Se nos dirá, con buena parte de razón, que la tolerancia pasiva del Gobierno hacia esas emisoras privadas, situadas en el limbo de la alegalidad, ofrecería el peligro de una selvática proliferación de estaciones que dejaría en pañales su precedente italiano y ocuparía, por la fuerza de los hechos consumados, unos canales de frecuencia que son de todos. El Gobierno, sin embargo, no está condenado a elegir entre la represión policial y el abstencionismo, ya que tiene la posibilidad política de enviar a las Cortes un proyecto de ley para regular el régimen jurídico de las televisiones privadas. El alegato realizado hace tres días por Pedro Bofill, en nombre del Grupo, Parlamentario Socialista, para rechazar la proposición de ley de Alianza Popular -apoyada por las minorías vasca y catalana y los restos del centrismo- en favor de la televisión privada indica el débil fundamento de una postura que, a falta de argumentos convincentes y razones de principio, tiene que limitarse a satanizar la imagen de las emisoras privadas de televisión y a incoar procesos de intenciones contra quienes, almantener la conveniencia de una ampliación social de la libertad de información, son acusados de hacer el juego a la derecha autoritaria, las sectas ideológicas o las empresas multinacionales. Nada de eso es demostrable política ni históricamente. Pero además no es coherente con la política económica y social de este Gobierno en el resto de los sectores ni en las otras parcelas del sector de la información. La actitud sólo pone de relieve una mala información del PSOE respecto a lo que sucede, nacional e internacionalmente, en el mundo de la comunicación, una lectura restrictiva de los derechos constitucionales y una miseria intelectual bastante preocupante respecto a lo que es de izquierdas y lo que no lo es, respecto a lo que es progresista y lo que es reaccionario.

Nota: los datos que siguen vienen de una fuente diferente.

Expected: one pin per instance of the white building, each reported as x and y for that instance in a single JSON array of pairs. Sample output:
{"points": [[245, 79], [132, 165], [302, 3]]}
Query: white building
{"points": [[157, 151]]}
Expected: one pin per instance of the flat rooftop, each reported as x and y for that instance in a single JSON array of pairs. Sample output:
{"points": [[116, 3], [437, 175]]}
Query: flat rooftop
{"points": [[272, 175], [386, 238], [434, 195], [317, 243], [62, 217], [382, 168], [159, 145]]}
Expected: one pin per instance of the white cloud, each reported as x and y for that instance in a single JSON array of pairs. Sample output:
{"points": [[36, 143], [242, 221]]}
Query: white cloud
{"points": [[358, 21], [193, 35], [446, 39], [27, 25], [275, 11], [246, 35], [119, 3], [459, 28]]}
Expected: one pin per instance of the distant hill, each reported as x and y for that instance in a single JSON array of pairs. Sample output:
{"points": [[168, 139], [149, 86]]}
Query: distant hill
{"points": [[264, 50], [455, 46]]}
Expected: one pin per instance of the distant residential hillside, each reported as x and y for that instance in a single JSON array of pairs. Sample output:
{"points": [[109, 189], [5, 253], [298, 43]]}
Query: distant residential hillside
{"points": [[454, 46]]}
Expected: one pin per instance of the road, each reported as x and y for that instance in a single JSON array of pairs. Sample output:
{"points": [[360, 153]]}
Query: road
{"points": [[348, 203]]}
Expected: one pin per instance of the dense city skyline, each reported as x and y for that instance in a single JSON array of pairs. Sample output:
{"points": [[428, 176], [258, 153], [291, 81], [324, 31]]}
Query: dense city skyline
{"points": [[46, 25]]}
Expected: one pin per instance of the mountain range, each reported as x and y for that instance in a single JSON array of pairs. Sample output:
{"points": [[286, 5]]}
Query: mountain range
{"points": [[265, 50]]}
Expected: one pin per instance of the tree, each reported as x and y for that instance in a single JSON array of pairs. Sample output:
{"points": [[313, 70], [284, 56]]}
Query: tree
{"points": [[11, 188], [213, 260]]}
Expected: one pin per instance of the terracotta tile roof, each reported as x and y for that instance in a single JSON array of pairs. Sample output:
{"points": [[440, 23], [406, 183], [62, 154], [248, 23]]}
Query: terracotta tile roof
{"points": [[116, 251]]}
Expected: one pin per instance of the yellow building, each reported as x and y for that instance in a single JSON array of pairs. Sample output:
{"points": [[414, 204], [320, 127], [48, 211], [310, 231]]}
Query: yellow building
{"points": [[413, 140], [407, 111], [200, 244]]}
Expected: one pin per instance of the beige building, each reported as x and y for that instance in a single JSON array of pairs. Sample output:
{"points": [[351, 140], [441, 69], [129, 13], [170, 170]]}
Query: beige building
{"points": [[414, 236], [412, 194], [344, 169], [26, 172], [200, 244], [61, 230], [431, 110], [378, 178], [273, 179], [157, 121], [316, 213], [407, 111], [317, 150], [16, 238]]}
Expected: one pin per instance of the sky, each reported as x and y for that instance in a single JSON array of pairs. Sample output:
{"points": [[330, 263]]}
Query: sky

Hace un año, el Tribunal Constitucional cortó en seco las maniobras del Gobierno de Calvo Sotelo para inventarse un marco administrativo que permitiera al poder ejecutivo, en una complicada maniobra electoral, conceder graciablemente por decreto emisoras privadas de televisión a grupos política o ideológicamente afines al centrismo. Aquella sentencia, tras señalar que la gestión por empresas privadas del servicio público televi.sivo "requiere una decisión del legislador y un desarrollo legislativo", dictaminó que la forma normativa del acuerdo parlamentario tendrá que ser "una ley orgánica, en la medida que afecte al desarrollo de algunos de los derechos constitucionalizados en el artículo 20". Aunque el Tribunal rechazó la tesis de que la televisión privada sea una exigencia jurídico-constitucional y atribuyó la fijación del momento adecuado para regularla a una decisión política, no parece defendible el aplazamiento indefinido de una iniciativa legal para la que los socialistas disponen de una holgada mayoría en las Cortes. Los inconvenientes de una proliferación de televisiones privadas sólo podrían ser democrática y equitativamente evitados mediante una normativa general, aprobada como ley orgánica, que fijara los requisitos objetivos para la creación de emisoras y estableciera los canales administrativos y judiciales para ejercer ese derecho. Sólo así se garantizará el control social de esos medios, en los que debe evitarse se siga el ejemplo actual de la televisión del Estado, patrimonializada por sus directivos como si fuera cosa propia y no de todos.